How we spend our days, is, of course, how we spend our lives.
~Annie Dillard
For most of us, especially business owners, our days are spent chasing what we call productivity. The more we feel productive, the more we manage to pacify ourselves with the feeling that we are doing what’s right, what is important.
Is it really that important? Is most of what we’re doing, in our bid at success, nothing more than coasting through the day, not being totally aware of what’s going on around us?
What are the three most important things in running a business? The first is your product or service. Is it needed? Are you able to provide it with relative ease and at a competitive price? Is there a market for it?
The second most important thing is your customer base. Who will purchase this? What problems will it solve for them? Do they absolutely need it and if not is it needed enough that it will sell? Included in this are the activities involved in providing it.
The third is relationships. Yours with your customers and how you will relate to them to create a demand for your product, answer their questions and provide a valued service or product.

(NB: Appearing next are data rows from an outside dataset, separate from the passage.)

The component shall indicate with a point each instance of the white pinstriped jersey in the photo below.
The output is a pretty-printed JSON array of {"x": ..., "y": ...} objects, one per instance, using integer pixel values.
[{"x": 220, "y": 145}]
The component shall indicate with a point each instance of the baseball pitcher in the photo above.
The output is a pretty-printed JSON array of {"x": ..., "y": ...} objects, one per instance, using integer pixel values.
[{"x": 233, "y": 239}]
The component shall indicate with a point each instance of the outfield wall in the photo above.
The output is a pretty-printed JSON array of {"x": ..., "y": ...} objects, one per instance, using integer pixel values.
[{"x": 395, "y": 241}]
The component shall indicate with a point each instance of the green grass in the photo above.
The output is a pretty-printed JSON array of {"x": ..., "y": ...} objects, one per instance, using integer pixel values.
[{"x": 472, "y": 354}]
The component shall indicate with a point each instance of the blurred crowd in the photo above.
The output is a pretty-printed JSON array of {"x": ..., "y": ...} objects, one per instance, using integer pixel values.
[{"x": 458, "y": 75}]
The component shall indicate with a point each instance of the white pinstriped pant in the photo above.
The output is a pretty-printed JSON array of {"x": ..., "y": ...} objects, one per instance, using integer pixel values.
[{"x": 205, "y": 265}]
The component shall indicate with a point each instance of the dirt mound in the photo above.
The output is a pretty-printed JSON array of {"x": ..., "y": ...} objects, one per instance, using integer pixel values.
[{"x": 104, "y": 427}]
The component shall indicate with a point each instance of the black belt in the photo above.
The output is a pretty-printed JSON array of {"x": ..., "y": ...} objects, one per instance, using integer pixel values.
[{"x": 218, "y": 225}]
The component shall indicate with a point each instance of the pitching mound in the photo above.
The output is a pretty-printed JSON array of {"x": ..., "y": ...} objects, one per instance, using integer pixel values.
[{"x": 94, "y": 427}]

The realities of running your own business have always involved long hours, intense work and an ability to market to customers well. What you have to decide is what is more important to you. Running a business and having a life or running a business and only running a business. Efficiency is not a trait that many of us are born with but it can be learned. Many business owners are as easily distracted as the rest of us and just like us, they like to play hookey and spend their time doing what they want to do, rather than work. Wise business owners have also learned to concentrate their time and effort on the customers that buy from them the most. That way they aren’t putting in wasted minutes or hours dealing with the difficult customers who don’t end up purchasing from them, but go elsewhere. Learning to decipher one from the other is worth your effort.
The most successful business owners have a vision and they keep it in mind while working. If you look at your time each day and divide it into chunks that are worth so many dollars, you will quickly decide what is worth doing and what isn’t. Concentrate fully on your market and be consistent with your products and services. Decide what is most important about your business, what you can offer that will bring the most value and then go after it. This way, you are working only a certain amount of hours where you concentrate fully on the most important aspects of your business. If administrative work and details are taking up too much of your time, hire a virtual administrative assistant – one that can keep up your website, take care of your email, write your blog posts for you and handle all of the other little things that are needed to fully operate a small business.
Decide what you love to do, what is most important to you and do it. Realize that productiity isn’t everything, having a life is much more important. Your job and business may be rewarding but there are other things in life that bring much greater rewards when they are combined with your small business.